Ways to restore MariaDB Galera Cluster

Article discusses a cluster of 3 servers with a working MySQL Galera Cluster configuration, as well as several examples of restoring its performance:

  • GaleraServer-1
  • GaleraServer-2
  • GaleraServer-3

Option number 1

All cluster nodes were stopped in emergency mode.

  • GaleraServer-1 - FAILED
  • GaleraServer-2 - FAILED
  • GaleraServer-3 - FAILED

To restore, on all nodes of the cluster we will write:

mysqld_safe --wsrep-recover

The output of the command will be like this:

GaleraServer-2 mysqld_safe: WSREP: Recovered position 983269fb-f7c1-11e6-b511-43f8ac2c2e03:1741309275417

where

983269fb-f7c1-11e6-b511-43f8ac2c2e03 is UUID of the cluster node;

1741309275417 is WSREP position.

Then we determine the node on which the last changes were made and run with the key --wsrep_new_cluster:

/etc/init.d/mysql --wsrep_new_cluster

After a successful launch, we start the MySQL service on the remaining nodes.

Option number 2

Two cluster nodes were stopped in emergency mode.

  • GaleraServer-1 - FAILED
  • GaleraServer-2 - FAILED
  • GaleraServer-3 - RUNNING

For some reason, two cluster nodes failed, one remained working. To recover, the node needs to be told that it is the Primary Component in the cluster.

Be sure to re-check that the other nodes are really turned off and after that on the working node we will run:

SET GLOBAL wsrep_provider_options='pc.bootstrap=true';

After that, we start the rest of the cluster nodes.

Option number 3

One of the cluster nodes was stopped in emergency mode.

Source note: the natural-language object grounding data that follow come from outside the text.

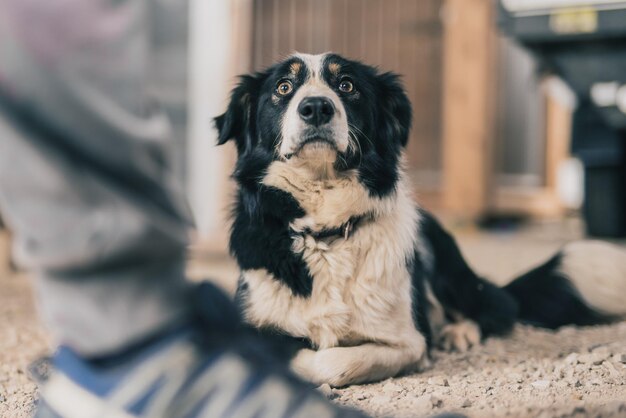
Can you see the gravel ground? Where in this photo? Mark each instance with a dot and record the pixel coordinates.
(574, 372)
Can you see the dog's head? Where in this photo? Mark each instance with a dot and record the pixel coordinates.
(314, 108)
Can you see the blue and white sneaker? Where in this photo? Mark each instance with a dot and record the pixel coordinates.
(208, 368)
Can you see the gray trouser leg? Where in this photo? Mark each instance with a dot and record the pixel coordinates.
(84, 173)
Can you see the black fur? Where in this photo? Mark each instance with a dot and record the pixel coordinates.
(260, 235)
(459, 289)
(548, 299)
(379, 115)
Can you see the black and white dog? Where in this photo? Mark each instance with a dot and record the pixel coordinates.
(334, 253)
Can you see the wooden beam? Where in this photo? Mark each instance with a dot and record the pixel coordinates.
(468, 105)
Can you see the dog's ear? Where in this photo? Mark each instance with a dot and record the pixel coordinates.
(235, 122)
(395, 122)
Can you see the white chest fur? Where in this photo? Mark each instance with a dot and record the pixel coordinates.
(361, 285)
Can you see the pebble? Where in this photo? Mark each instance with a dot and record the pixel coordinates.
(361, 396)
(380, 400)
(436, 402)
(391, 388)
(595, 358)
(422, 403)
(326, 390)
(439, 381)
(541, 384)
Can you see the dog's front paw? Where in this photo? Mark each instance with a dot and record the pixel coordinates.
(333, 366)
(460, 336)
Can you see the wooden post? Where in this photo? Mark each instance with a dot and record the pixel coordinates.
(468, 105)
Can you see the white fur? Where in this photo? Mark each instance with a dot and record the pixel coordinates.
(292, 124)
(359, 314)
(598, 270)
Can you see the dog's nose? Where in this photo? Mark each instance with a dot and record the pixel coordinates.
(316, 111)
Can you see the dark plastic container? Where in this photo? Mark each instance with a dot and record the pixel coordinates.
(585, 45)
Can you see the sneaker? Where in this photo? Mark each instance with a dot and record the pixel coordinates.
(209, 367)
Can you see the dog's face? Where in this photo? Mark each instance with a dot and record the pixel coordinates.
(312, 106)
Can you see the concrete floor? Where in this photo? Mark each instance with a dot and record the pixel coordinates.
(475, 385)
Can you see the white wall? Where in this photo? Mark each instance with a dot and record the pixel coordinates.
(209, 83)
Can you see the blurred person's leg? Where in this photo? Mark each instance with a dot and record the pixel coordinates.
(84, 180)
(85, 186)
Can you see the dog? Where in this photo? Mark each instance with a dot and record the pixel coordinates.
(337, 259)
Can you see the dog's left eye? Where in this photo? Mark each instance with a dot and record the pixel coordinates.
(284, 87)
(346, 85)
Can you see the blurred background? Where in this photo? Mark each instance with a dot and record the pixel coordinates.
(509, 143)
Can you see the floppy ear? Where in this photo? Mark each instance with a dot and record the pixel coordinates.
(395, 122)
(235, 123)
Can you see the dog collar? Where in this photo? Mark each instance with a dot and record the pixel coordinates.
(345, 231)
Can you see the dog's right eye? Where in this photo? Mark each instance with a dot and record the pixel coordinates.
(284, 88)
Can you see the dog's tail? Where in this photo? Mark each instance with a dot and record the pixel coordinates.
(584, 284)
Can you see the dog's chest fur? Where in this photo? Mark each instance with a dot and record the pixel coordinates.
(362, 284)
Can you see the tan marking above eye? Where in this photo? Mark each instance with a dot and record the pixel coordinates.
(295, 68)
(284, 88)
(346, 85)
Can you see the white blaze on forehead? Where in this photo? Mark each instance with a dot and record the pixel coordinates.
(313, 63)
(313, 86)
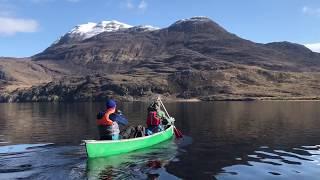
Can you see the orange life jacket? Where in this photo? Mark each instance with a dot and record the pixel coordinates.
(152, 119)
(105, 121)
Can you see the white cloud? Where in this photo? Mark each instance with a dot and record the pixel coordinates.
(129, 4)
(315, 47)
(311, 11)
(142, 5)
(11, 26)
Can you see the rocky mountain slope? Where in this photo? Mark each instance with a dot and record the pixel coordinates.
(192, 58)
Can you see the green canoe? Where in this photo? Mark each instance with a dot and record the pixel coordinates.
(103, 148)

  • GaleraServer-1 - FAILED
  • GaleraServer-2 - RUNNING
  • GaleraServer-3 - RUNNING

In this case, everything is simple - we start the stopped node and the cluster will be restored automatically.

Option number 4

Two cluster nodes were stopped in the normal way.

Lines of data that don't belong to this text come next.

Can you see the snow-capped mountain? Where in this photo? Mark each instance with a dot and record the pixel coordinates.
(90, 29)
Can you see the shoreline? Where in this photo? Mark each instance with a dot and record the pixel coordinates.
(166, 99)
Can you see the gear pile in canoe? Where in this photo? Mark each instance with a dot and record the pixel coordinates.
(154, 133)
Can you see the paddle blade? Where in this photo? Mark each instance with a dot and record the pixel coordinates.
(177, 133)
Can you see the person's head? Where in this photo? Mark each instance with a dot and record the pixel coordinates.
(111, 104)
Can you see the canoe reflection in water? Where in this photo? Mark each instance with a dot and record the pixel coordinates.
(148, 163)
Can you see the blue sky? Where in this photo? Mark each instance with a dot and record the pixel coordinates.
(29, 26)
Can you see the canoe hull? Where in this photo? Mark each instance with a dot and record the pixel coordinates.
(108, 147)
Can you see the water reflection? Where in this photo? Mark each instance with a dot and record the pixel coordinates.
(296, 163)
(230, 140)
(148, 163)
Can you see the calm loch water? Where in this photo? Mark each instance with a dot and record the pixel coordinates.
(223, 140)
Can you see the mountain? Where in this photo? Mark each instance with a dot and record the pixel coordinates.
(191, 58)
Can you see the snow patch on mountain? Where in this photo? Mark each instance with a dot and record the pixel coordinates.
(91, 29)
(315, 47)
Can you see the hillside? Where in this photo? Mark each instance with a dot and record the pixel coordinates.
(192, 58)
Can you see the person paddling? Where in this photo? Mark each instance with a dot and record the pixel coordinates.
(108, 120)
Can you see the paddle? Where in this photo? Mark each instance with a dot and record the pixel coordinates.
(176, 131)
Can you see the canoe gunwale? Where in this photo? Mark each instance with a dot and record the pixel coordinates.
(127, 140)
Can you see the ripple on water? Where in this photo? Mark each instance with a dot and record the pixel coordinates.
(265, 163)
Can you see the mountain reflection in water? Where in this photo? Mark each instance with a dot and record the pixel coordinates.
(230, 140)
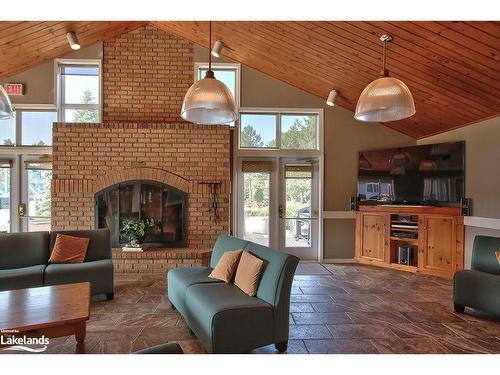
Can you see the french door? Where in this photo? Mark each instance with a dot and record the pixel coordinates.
(25, 193)
(278, 204)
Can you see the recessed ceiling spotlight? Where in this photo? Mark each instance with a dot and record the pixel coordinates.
(217, 48)
(331, 98)
(73, 40)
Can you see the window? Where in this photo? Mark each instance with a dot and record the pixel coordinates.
(279, 130)
(8, 132)
(229, 74)
(28, 127)
(258, 130)
(79, 91)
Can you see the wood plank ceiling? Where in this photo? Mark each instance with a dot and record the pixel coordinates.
(452, 68)
(26, 44)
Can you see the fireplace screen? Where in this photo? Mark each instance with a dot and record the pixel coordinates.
(141, 201)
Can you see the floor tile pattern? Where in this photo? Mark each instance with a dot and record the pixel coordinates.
(335, 308)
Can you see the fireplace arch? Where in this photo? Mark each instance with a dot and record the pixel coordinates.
(140, 200)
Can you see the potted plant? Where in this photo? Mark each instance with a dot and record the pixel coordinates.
(134, 231)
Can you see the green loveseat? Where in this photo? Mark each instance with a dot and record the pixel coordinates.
(225, 319)
(479, 287)
(24, 261)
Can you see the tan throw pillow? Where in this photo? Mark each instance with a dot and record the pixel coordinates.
(248, 273)
(69, 249)
(226, 267)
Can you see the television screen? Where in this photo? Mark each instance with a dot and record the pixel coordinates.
(427, 174)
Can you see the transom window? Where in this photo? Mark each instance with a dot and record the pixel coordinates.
(28, 127)
(279, 130)
(79, 91)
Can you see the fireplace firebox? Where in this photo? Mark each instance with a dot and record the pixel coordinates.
(141, 200)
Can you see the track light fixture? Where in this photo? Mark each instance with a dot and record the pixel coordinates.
(73, 40)
(217, 48)
(331, 98)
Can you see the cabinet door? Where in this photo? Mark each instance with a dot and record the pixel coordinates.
(439, 243)
(373, 241)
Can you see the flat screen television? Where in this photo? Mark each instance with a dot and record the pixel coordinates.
(423, 175)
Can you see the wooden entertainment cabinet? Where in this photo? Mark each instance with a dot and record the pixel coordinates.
(436, 235)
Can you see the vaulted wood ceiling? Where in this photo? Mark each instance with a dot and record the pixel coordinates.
(452, 68)
(24, 45)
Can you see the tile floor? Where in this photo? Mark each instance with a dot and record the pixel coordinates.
(341, 308)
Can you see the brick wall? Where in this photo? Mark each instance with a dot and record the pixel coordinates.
(90, 157)
(146, 73)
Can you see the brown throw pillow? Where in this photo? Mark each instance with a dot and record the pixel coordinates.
(69, 249)
(226, 267)
(248, 273)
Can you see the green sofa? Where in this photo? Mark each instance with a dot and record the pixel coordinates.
(225, 319)
(479, 287)
(24, 261)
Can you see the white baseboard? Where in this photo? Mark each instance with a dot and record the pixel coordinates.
(339, 260)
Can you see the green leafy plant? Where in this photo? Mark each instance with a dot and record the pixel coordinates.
(134, 231)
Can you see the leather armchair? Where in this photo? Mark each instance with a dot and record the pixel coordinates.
(479, 287)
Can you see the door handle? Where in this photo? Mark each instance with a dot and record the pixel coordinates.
(21, 210)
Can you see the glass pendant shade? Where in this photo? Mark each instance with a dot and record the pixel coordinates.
(209, 101)
(6, 111)
(385, 99)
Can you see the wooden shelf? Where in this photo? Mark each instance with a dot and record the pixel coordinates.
(404, 267)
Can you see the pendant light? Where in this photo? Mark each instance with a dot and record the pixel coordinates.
(6, 111)
(385, 99)
(208, 100)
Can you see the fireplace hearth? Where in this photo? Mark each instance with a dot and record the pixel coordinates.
(142, 200)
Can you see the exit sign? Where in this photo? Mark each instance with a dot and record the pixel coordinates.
(14, 88)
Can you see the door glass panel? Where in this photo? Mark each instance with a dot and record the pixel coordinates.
(5, 184)
(256, 207)
(258, 130)
(298, 187)
(39, 199)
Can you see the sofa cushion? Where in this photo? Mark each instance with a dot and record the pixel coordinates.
(479, 290)
(19, 278)
(227, 265)
(223, 244)
(18, 250)
(226, 320)
(99, 273)
(179, 279)
(69, 249)
(99, 246)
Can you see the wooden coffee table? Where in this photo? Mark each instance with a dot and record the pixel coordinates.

  • GaleraServer-1 - STOPPED
  • GaleraServer-2 - STOPPED
  • GaleraServer-3 - RUNNING

If we have two cluster nodes turned off, but one continues to work in normal mode, then on the first and second nodes you need to start the service as follows:

service mysql start --wsrep_sst_donor=<wsrep_node_name>

where wsrep_node_name by default, this is the name of the server.

Option number 5

One of the nodes was stopped in the normal way.

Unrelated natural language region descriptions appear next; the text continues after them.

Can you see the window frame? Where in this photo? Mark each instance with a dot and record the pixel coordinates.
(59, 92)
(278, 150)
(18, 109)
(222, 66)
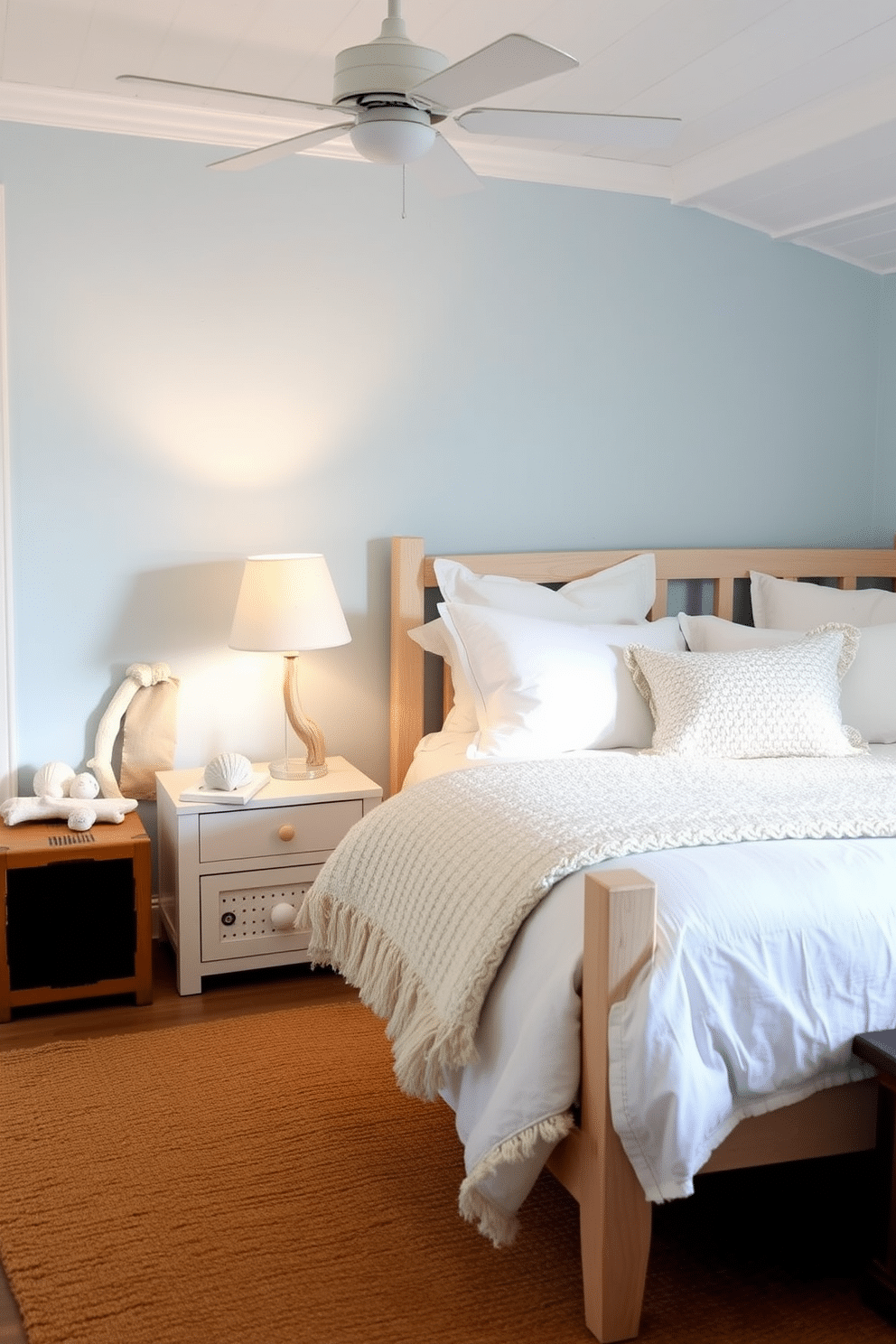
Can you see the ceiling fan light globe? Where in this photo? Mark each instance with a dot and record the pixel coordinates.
(393, 141)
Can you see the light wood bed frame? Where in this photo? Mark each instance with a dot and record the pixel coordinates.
(620, 926)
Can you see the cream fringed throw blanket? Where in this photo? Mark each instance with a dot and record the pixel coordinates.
(422, 900)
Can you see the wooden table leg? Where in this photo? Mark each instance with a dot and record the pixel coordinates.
(880, 1286)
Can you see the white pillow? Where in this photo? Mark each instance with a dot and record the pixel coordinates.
(545, 687)
(620, 594)
(617, 595)
(868, 690)
(433, 638)
(749, 703)
(788, 605)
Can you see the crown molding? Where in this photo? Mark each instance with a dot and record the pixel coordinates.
(73, 109)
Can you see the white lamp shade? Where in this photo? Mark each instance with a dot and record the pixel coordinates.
(288, 603)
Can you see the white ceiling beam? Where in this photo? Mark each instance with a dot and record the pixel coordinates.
(816, 126)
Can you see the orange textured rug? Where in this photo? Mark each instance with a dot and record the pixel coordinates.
(261, 1181)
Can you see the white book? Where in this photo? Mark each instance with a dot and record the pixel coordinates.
(229, 798)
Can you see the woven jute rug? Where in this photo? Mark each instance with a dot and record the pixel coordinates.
(261, 1181)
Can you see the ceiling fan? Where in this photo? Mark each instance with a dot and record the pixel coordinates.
(394, 94)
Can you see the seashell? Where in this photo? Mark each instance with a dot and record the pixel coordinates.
(228, 771)
(52, 779)
(80, 818)
(83, 785)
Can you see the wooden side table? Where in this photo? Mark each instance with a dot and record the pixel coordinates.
(77, 913)
(879, 1049)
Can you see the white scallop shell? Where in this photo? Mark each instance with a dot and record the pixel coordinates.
(228, 770)
(52, 779)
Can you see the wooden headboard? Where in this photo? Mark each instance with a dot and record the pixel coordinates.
(413, 574)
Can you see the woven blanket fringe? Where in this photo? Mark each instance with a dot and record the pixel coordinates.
(495, 1222)
(424, 1049)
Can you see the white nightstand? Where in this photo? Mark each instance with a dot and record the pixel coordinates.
(223, 868)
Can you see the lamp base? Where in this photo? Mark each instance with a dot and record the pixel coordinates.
(294, 768)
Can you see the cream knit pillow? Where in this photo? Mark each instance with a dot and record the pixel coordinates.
(775, 702)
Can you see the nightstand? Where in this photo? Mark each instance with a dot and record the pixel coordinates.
(77, 913)
(223, 868)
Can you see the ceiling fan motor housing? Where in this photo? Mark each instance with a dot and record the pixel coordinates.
(383, 66)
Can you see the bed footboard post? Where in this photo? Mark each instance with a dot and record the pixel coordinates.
(620, 933)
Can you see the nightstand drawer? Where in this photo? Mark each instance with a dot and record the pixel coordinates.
(236, 911)
(266, 832)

  • GaleraServer-1 - STOPPED
  • GaleraServer-2 - RUNNING
  • GaleraServer-3 - RUNNING

The node was shut down with the systemctl stop mariadb command, for example, to change the configuration. After that, we start the service as usual and the cluster will recover automatically.

Option number 6

All cluster nodes were stopped in the normal way.

  • GaleraServer-1 - STOPPED
  • GaleraServer-2 - STOPPED
  • GaleraServer-3 - STOPPED

For some reason, all cluster nodes were stopped in the normal way. In order to get it back to work, you need to compare the value of seqno from the file /var/lib/mysql/grastate.dat on all nodes. The node on which seqno has the highest value is run first:

service mysql start --wsrep_new_cluster

After a successful launch, then we launch the remaining nodes in the usual way:

service mysql start

Option number 7

The split brain situation.

To avoid getting this situation, the cluster must have an odd number of nodes. The best way to do this would be to use Galera Arbitrator.